Атмосфера… Нет, не уныние и апатии. Я очень удивлён, но все они несмотря на плачевное состояние работали с энтузиазмом. При виде нас останавливались, видя странную конструкцию на полозьях — обсуждали. Некоторые, глядя нам вслед крестили. Солдаты, в основном девушки улыбались и даже шапки в воздух бросали. Те же кто был ближе и видел на шинели Жукова огромные маршальские звёзды, вытягивались по стойке смирно.
— Потрясающие люди, — глядя на стайку машущих нам руками детей улыбаюсь.
— Соглашусь, — кивает маршал. — Другие давно бы сдались. А они… Они верят в победу. Особенно сейчас.

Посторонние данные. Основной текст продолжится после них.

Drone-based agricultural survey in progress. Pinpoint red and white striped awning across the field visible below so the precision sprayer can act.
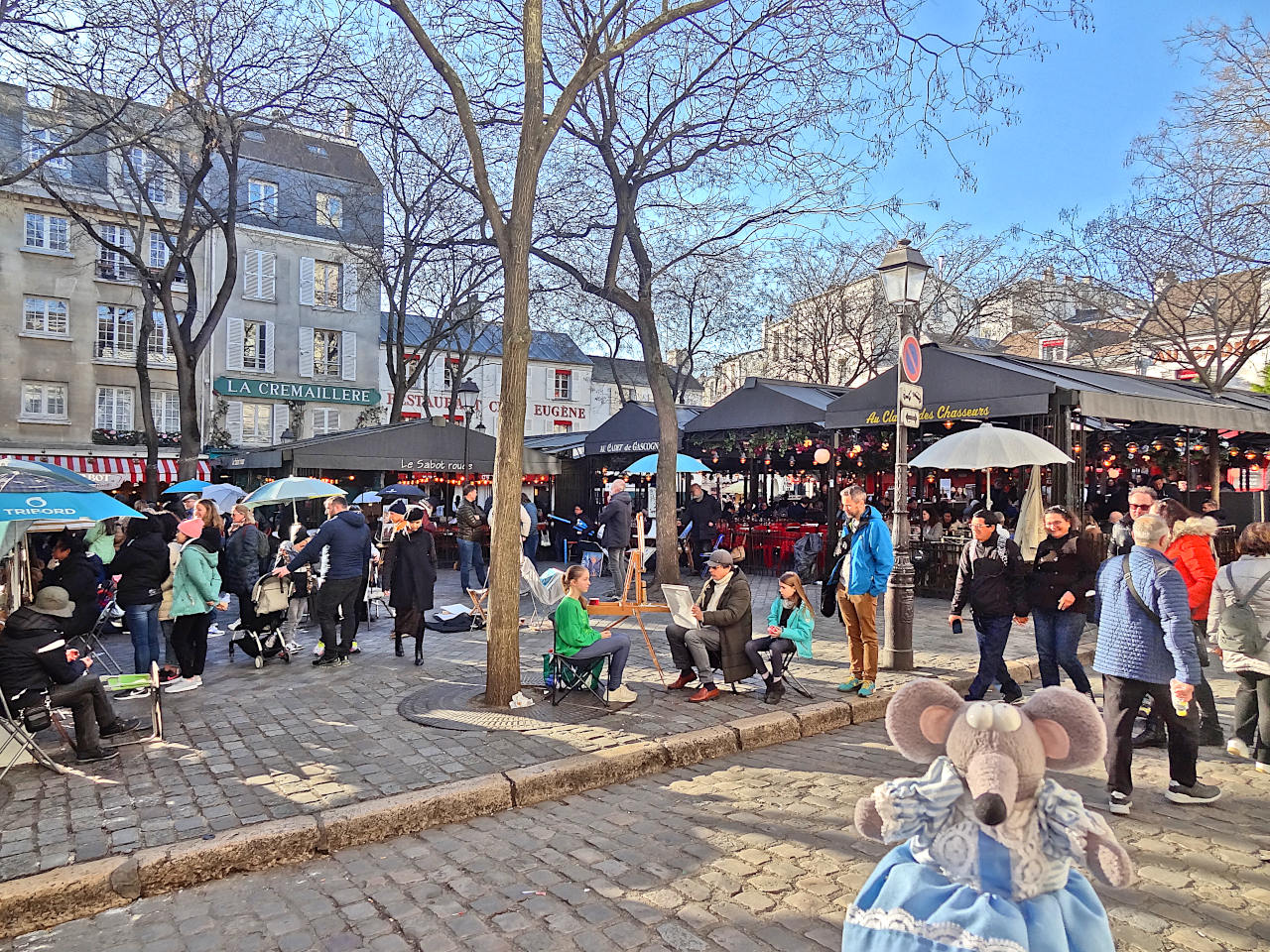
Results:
[8,453,212,482]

— Они не просто верят, — дополняет Серафина. — Они просто пылают энтузиазмом.
Нда… А ведь всё это, я уже видел. Нет, не в фильмах и не на фотографиях, а там. Там тоже гражданское население, старики женщины и дети строили укрепления, рвались в бой и верили в меня. А что я? Я всех их подвёл. Мне надо было действовать по-другому. Я должен был идти и стирать города Светлых с лица земли, вместе с жителями. Я должен был защищать мой народ. А я?
— Влад, — шелестит в голове голос Серафины. — Ты не виноват, это проклятие.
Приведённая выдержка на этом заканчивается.